It”s that time of year again! The Directors Guild of America (DGA) has released their annual report highlighting how far American television still has to go to reach parity in gender and ethnicity. By tracking hiring habits of television studios over the course of a year, the DGA is able to give a broad overview of how diverse – or not – the director”s chair is for broadcast television, basic cable, premium cable, and SVOD ( Streaming or Subscription Video on Demand).
The good news? The 2015-2016 season was more diverse than the previous year. The bad news? It was a negligible gain.
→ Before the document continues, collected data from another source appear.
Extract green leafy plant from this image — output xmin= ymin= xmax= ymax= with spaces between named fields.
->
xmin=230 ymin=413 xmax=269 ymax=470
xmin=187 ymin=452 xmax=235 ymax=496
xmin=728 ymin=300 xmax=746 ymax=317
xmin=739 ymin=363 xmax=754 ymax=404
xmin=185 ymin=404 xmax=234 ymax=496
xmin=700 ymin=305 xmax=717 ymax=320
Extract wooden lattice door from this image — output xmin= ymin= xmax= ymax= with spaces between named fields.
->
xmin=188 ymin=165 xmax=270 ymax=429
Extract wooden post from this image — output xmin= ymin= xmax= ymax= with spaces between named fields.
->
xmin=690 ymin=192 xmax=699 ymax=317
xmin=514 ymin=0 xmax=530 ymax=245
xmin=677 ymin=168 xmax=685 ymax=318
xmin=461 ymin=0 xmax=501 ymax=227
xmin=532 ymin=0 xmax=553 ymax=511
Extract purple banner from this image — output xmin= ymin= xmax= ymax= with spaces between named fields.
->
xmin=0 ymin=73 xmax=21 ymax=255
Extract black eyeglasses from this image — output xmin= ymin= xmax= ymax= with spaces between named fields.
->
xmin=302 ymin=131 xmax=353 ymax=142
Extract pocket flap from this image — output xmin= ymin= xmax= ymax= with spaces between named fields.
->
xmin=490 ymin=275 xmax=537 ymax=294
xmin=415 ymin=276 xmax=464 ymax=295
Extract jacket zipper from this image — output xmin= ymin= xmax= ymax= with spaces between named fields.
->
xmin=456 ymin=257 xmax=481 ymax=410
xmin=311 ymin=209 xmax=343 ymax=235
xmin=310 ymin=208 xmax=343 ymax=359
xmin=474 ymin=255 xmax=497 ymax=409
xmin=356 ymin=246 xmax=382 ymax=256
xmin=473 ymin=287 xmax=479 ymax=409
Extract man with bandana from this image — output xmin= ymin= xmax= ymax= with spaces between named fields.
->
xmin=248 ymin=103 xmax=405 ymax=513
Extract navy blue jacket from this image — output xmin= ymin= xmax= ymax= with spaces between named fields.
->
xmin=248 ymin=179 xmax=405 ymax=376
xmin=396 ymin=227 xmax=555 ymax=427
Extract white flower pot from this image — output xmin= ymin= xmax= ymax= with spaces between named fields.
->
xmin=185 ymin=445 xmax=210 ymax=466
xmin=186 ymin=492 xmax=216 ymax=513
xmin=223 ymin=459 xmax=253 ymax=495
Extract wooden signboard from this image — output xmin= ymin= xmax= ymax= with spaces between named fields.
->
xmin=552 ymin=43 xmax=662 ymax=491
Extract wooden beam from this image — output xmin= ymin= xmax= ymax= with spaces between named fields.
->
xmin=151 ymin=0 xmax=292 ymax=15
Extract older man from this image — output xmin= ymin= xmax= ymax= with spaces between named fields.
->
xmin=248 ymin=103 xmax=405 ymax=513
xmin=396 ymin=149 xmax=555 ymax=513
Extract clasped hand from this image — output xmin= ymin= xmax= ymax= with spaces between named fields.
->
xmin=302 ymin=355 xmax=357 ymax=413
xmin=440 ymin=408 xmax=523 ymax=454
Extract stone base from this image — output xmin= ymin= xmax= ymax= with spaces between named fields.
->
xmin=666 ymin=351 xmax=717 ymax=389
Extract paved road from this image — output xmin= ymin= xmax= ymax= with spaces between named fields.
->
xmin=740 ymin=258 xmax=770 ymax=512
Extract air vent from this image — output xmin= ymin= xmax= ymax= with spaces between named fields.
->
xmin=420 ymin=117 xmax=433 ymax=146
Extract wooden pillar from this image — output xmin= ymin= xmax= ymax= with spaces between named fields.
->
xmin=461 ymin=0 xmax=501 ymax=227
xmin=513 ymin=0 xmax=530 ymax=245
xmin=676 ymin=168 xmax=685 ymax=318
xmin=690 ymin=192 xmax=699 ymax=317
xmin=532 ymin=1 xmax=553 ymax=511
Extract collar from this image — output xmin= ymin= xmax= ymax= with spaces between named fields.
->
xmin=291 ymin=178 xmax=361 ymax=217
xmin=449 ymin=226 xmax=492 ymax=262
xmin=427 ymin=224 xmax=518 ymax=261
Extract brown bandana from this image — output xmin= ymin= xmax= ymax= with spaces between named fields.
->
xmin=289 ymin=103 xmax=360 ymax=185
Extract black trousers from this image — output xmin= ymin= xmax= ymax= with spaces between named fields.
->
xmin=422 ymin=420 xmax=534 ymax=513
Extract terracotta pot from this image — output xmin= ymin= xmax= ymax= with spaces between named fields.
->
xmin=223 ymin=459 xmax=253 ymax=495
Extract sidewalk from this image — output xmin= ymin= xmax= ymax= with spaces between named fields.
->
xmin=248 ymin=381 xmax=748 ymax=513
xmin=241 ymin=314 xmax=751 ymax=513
For the Diversity Report, the DGA combed through more than 4,000 episodes of television produced during the 2015-2016 network season and the 2015 cable season. All in all, 299 scripted series were analyzed. The results found that women directed 17% of all episodes, a minuscule increase of 1% over the prior year. People of Color (both men and women) directed 19% of all episodes, which was again 1% better than the 2014-2015 season. When put into easily digestible pie chart format, the discrepancy is as appalling as it sounds:
Directors By Gender
Directors by Ethnicity
Breaking the numbers down further shows growth across the board for television production. The number of episodes in a given year increased by 4%, up to 4,061. Of that total number, women directed 702 episodes, up by 85 episodes over the 2014-2015 season. Ethnic minorities directed 783 episodes, up by 89 episodes. The number of female directors employed by networks increased as well, with 183 women hired to direct. Meanwhile, the percentage of Caucasian male directors may have dropped to 67% from 69%, but the increase in episode production meant white males still increased the number of episodes they were hired to direct from last year.